Les populations se reconnaissent-elles en chacune des missions assignées aux chefs de province ?

Oui, nous sommes tous ensemble chez nous. C’est pratiquement comme l’équipe nationale, les Eléphants de Côte d'Ivoire. Nous retournons dans nos clubs après avoir joué nos partitions. C’est la même chose avec « l’Adaye Kessié». Nous nous retrouvons tous à cette période et chacun retourne après dans sa province. Chacun sera reconnu en fonction du comportement adopté dans sa province, on n'a pas besoin de l’écrire sur un pagne ou sur sa chemise.

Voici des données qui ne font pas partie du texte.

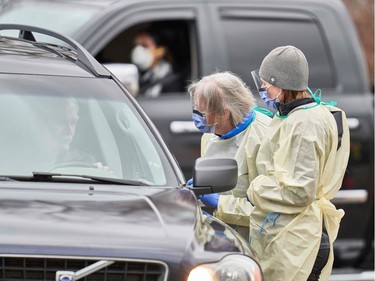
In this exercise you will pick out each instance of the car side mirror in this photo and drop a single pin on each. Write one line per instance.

Les mariages entre les membres de différents provinces sont-ils autorisés ?

Non avons les mêmes coutumes, les mêmes habitudes, et nous pouvons nous marier dans n’importe quelle province. Mais, au niveau de la famille des nobles, il est préférable que votre femme provienne de votre province. Je pense que cela limite un peu certaines choses. Il existe aujourd’hui, des Brons aux USA, au Canada et qui y sont mariés.

L’Adaye Kessie renaît 31 après. Qu’est-ce qui explique cet abandon?

Il faut reconnaître que cette renaissance a été suscitée par une modeste personne qui se veut très discret. Il s’agit de M. Bini Daouda et de la sructure ''List Voyage''. Il faut reconnaître que l’Ong Bron Diaman a eu l’idée et c’est ce cadre qui a apporté beaucoup de choses dans la mise sur pied de cette organisation. Cette initiative est donc salutaire. C’est une très belle initiative prise par l’ONG Bron Diaman. Voilà 31 ans que nous n’avons pas vraiment fêté, or nous les Brons nous savons le faire. Les Brons savent se retrouver et l’Ong a eu vraiment le nez creux pour nous fait revivre ces événements.

Comment les différentes provinces se préparent pour aller à l’Adaye Kessié»?

L’ONG et M. Bini l’initiateur ne font pas les choses à moitié. Le Gontougo c’est 600 villages et 5 départements, mais il faut absolument y être pour voir un peu comment les gens se préparent. Dans les 600 villages du Gontougo les gens se préparent dans les meilleures dispositions d’esprits pour la fête.

31 ans après, il doit avoir eu assez de perditions des valeurs ....?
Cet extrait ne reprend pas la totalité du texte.